El sistema español de trasplantes es también un excelente ejemplo de cohesión del Sistema Nacional de Salud. La estructura es funcionalmente una red que actúa conforme a líneas y objetivos estratégicos comunes. La distribución de órganos, que atiende a criterios geográficos (necesarios por las limitaciones impuestas por los tiempos de isquemia) y clínicos, arroja un dato paradigmático: el 24 por ciento de los trasplantes que se efectúan en España se realizan con órganos que han sido donados en otra comunidad autónoma, contribuyendo de forma importante a la cohesión de nuestra sociedad. Conviene no obstante reflexionar sobre la sostenibilidad de este exitoso sistema español de trasplantes. Como todo el país, también se vio afectado por la dura crisis económica que atravesó nuestro país. Personal, camas de hospital y recursos destinados a sus actividades y proyectos se redujeron.

El programa de subvenciones de la ONT disminuyó un 20 por ciento, situación que aún persiste. Pero sus profesionales y su implicación fueron fundamentales para que, a diferencia de lo ocurrido en países vecinos, nuestro sistema no sólo no se deteriorara, sino que saliera reforzado de una situación potencialmente fatal. Porque durante la crisis, la actividad de donación y trasplante creció. En este tiempo se iniciaron proyectos innovadores que han sido determinantes para seguir progresando hacia la auto-suficiencia en trasplantes. Es decir, con mucho menos, se hizo mucho más. Pero ello, a expensas de tener al sistema muy tensionado, tensión que continúa a día de hoy, porque el sistema no se ha reforzado pese a la evolución de la actividad. Si existe el interés y el deseo de mantener lo logrado, de seguir creciendo y mejorando, es necesario reflexionar sobre los recursos necesarios para conseguirlo. Unos recursos siempre bien invertidos, por el ahorro que esta actividad genera a las arcas públicas.

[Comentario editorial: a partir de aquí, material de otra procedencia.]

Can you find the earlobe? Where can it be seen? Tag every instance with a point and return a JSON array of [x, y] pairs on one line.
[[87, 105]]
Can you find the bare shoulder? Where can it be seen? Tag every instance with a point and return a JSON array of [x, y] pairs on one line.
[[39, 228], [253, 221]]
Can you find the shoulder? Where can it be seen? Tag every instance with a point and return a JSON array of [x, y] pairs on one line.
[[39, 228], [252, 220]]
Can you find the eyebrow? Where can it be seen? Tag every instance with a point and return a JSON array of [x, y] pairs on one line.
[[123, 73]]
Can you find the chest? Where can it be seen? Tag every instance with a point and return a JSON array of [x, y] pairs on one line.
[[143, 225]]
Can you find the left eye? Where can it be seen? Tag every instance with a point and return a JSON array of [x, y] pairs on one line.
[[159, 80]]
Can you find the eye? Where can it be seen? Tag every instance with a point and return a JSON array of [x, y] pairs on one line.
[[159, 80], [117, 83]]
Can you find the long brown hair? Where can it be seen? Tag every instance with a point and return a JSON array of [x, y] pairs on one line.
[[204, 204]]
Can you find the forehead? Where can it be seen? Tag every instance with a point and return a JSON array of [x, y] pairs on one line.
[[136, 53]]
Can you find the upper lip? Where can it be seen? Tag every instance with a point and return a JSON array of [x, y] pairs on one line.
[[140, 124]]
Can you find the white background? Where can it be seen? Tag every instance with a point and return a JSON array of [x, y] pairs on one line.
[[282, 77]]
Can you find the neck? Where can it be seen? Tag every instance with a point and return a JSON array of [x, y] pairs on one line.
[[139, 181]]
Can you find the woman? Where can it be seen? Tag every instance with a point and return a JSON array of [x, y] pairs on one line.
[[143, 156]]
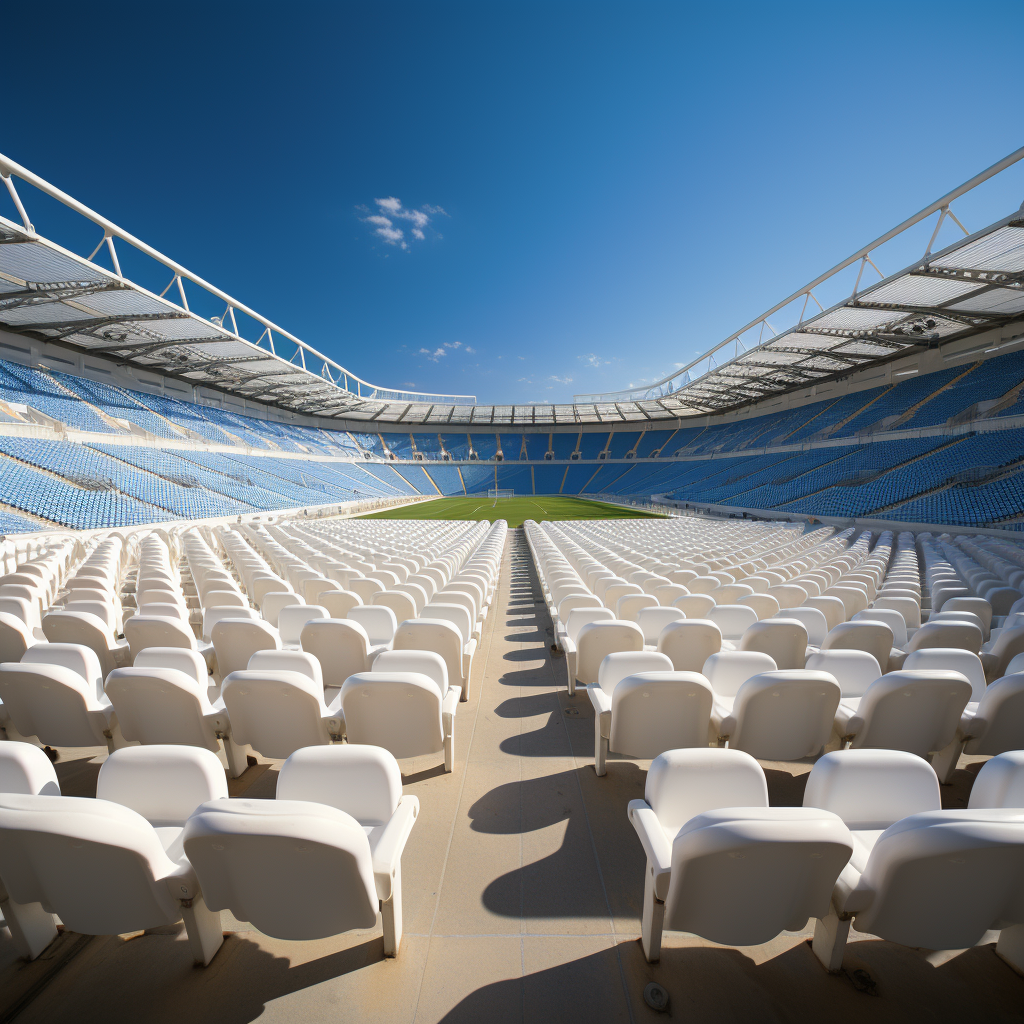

Más que nunca, la administración nacional, autonómica y hospitalaria ha de adecuar los recursos humanos y materiales de la red de donación y trasplante a su actividad y a los programas que desarrolla. Sólo así se podrá evitar un desgaste que ya se empieza a notar a muchos niveles.
La atracción y retención de talento profesional en un ámbito que ha perdido el glamour de tiempos pasados es otro de los retos para su sostenibilidad. El relevo generacional, que no se está asegurando, ya está poniendo en situación crítica a algunos equipos de trasplante. Esto exige iniciativas diversas que fomenten el bienestar laboral, el reconocimiento y el desarrollo profesional, y la apuesta por la investigación.


El futuro ya está aquí. Células humanas modificadas nos están permitiendo tratar enfermedades incurables. El futuro permitirá la utilización de células madre para reparar órganos y tejidos dañados. Es posible que en unos años asistamos a la creación de órganos bioartificiales, lo que no sólo permitirá afrontar la escasez de órganos, sino construir órganos a la carta, con células del propio paciente, lo que significará evitar el uso crónico de fármacos inmunosupresores. Pero hasta que estas promesas de la investigación se hagan realidad, el trasplante de órganos va a seguir funcionando tal y como lo conocemos a día de hoy. Y ha costado mucho llegar hasta aquí. Por ello acabo con una llamada muy simple y clara: una llamada a preservar, proteger y reforzar un sistema de trasplantes que ha beneficiado a miles de pacientes y que ha convertido a España en un referente indiscutible a nivel internacional.